What are the road-blocks to even sitting the test?
1. Planning ahead
Under the current system all children applying to grammar school must apply in Year 5. Parents are informed about this via a booklet supplied by the county, but there are all sorts of reasons they might not read it – it joins the myriad crumpled letters that never make it home via the book bag and most parents are full-time jugglers of jobs, elderly relatives and young children. It's just one more thing to do. Nothing in the booklets we’ve seen actually recommends applying, or "having a go"..
2. Believing in your child – recognising your Matilda
To think you should register for the 11+, you have to think there’s a point. While many of us delight in our children's unique talents (imagined or otherwise!) it is sometimes the case that parents under-estimate their child's ability.

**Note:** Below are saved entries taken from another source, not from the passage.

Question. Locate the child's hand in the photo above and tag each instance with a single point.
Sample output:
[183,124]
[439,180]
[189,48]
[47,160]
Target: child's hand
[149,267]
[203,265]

And then there are some parents who do believe in their children, but are a little shy about it. It takes a degree of confidence to take the registration form into school and ask the headteacher to sign the application form confirming that your child is the person you say he is, exposing your hopes to scrutiny.
4. a £5 photo
In my local supermarket it costs £5 for four little passport photos – one of which is needed for the registration form. For many, £5 spent on photos would make a significant dent in the family food budget.
While some schools encourage every pupil to register for the test, others are wary. And of course many teachers simply don’t believe in selective education. How can they be expected to encourage families to register for the test if either they don’t believe in it or fear they will be held to account if results are disappointing. SATS may be quite enough pressure.
6. Late babies
We have witnessed first-hand the difficulty for summer babies in relation to the 11+ test. The test itself is weighted to account for the age of children being tested, but parents’ perception is based on their child’s performance in relation to their peers, not the population, and that can have a huge bearing on how they view their readiness for the 11+.
Summer-born children are only nine years old when registration takes place and for many parents the extra pressure of the grammar school can seem too much for such a young child. It doesn’t mean young children won’t win places at grammar school, but it does distort their parents’ view of their suitability.
7. Saturday test days
Lots of children have parents who work on a Saturday who are simply unable to take them to a test on a Saturday morning. For many it’s one barrier too far, too intimidating, too much effort. The only reason for Saturday testing is to make the grammar schools available to out-of-county pupils… and out-of-county pupils are inevitably the children of the motivated, interested more ambitious parents, so the bright working class pupils politicians are keen to empower are pushed out of the way even before they register!
8. Getting there
Again, not a barrier to entry to the determined, but as Local Authority budgets are cut and savings sought they are cutting back on school transport and many no longer provide free transport to the grammar school unless it also happens to be your local school. Pupils on free school meals can apply for the transport, but it’s no longer automatic and is yet another stumbling block to parents choosing secondary schools.
We applaud all the efforts of Local Authorities to prevent cheating, to make the test tutor-proof, to and to make it fair for younger pupils, but there's a way to go before it's truly open to all.